Schools play an important role in ACE screening for immigrant youth

On June 16, 2020, $14.3 million in ACEs Aware grants was awarded to 100 organizations across California to augment the work of the state’s ACEs Aware initiative. A Dec. 9, 2020 report, Roadmap for Resilience: The California Surgeon General’s Report on Adverse Childhood Experiences, Toxic Stress, and Health, detailed how Adverse Childhood Experiences (ACEs) and toxic stress can impact learning and school success. Toxic stress can impede learning and affect relationships and other aspects of functioning in school by impairing the areas of the brain responsible for learning, memory, threat detection, emotional regulation, impulse control and executive functioning.

More than 20 ACEs Aware grantees were awarded funding to develop practice papers highlighting promising strategies and lessons learned, as well as new research around ACE screening and trauma-informed systems of care. The practice papers cover a broad range of topics, some of which apply to local educational agencies and the organizations they partner with. This CSBA series will highlight several of these reports.

Screening Adolescents for Adverse Childhood Experiences (ACEs): Incorporating Resilience and Youth Development

Two were developed by the Philip R. Lee Institute for Health Policy Studies at the University of California, San Francisco. The first practice paper examines ACEs and ACE screening with adolescents through surveys with both adolescent health providers and adolescents themselves to understand their perspectives on this topic.

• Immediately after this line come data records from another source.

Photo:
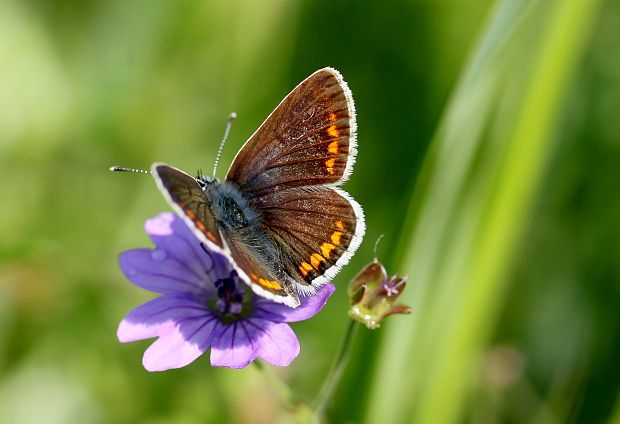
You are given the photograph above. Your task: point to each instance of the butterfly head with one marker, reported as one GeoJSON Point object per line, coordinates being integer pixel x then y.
{"type": "Point", "coordinates": [205, 180]}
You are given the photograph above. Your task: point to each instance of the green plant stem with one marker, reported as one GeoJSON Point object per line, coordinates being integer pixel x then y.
{"type": "Point", "coordinates": [335, 374]}
{"type": "Point", "coordinates": [282, 389]}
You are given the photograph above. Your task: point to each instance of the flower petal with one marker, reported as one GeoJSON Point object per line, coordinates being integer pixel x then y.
{"type": "Point", "coordinates": [232, 346]}
{"type": "Point", "coordinates": [156, 317]}
{"type": "Point", "coordinates": [180, 345]}
{"type": "Point", "coordinates": [276, 342]}
{"type": "Point", "coordinates": [172, 236]}
{"type": "Point", "coordinates": [156, 271]}
{"type": "Point", "coordinates": [310, 306]}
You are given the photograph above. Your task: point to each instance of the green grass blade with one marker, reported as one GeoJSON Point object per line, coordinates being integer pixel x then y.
{"type": "Point", "coordinates": [475, 196]}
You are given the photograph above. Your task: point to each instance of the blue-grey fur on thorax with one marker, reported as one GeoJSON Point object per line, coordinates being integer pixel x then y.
{"type": "Point", "coordinates": [242, 223]}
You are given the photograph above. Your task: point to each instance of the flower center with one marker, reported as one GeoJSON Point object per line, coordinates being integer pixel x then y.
{"type": "Point", "coordinates": [232, 302]}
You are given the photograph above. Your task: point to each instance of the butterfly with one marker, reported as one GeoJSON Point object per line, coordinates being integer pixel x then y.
{"type": "Point", "coordinates": [280, 215]}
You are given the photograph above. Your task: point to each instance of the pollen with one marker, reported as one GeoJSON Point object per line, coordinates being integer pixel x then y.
{"type": "Point", "coordinates": [336, 237]}
{"type": "Point", "coordinates": [326, 249]}
{"type": "Point", "coordinates": [333, 147]}
{"type": "Point", "coordinates": [329, 163]}
{"type": "Point", "coordinates": [332, 131]}
{"type": "Point", "coordinates": [316, 259]}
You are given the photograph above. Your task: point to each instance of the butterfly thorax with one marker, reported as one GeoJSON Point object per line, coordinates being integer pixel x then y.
{"type": "Point", "coordinates": [230, 207]}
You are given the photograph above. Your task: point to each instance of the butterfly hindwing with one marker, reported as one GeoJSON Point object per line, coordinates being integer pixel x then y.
{"type": "Point", "coordinates": [309, 139]}
{"type": "Point", "coordinates": [265, 279]}
{"type": "Point", "coordinates": [317, 229]}
{"type": "Point", "coordinates": [290, 169]}
{"type": "Point", "coordinates": [301, 227]}
{"type": "Point", "coordinates": [187, 197]}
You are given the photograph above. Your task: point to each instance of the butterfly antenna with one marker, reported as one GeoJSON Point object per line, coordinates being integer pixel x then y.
{"type": "Point", "coordinates": [229, 121]}
{"type": "Point", "coordinates": [377, 244]}
{"type": "Point", "coordinates": [123, 169]}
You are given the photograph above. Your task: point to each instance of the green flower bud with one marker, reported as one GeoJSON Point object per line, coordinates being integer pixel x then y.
{"type": "Point", "coordinates": [373, 295]}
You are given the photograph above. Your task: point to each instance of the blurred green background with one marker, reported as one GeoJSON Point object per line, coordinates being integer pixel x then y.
{"type": "Point", "coordinates": [489, 156]}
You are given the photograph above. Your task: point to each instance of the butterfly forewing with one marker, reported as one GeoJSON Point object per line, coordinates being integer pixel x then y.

Approximately half of all adolescents ages 12-17 in the United States have experienced at least one adverse childhood experience, which can have profound detrimental effects, including increased risk for poorer physical health and learning and behavioral issues during childhood and adolescence, as well as depression, substance abuse, chronic illness and shorter lifespan.

Adolescence provides a key window of opportunity to ameliorate the short- and longer-term impacts of trauma and adversity, positively altering the life course trajectory, according to researchers, yet despite high prevalence rates of trauma and an increasing awareness of the importance of addressing ACEs, screening for ACEs in adolescent health care settings remains inconsistent.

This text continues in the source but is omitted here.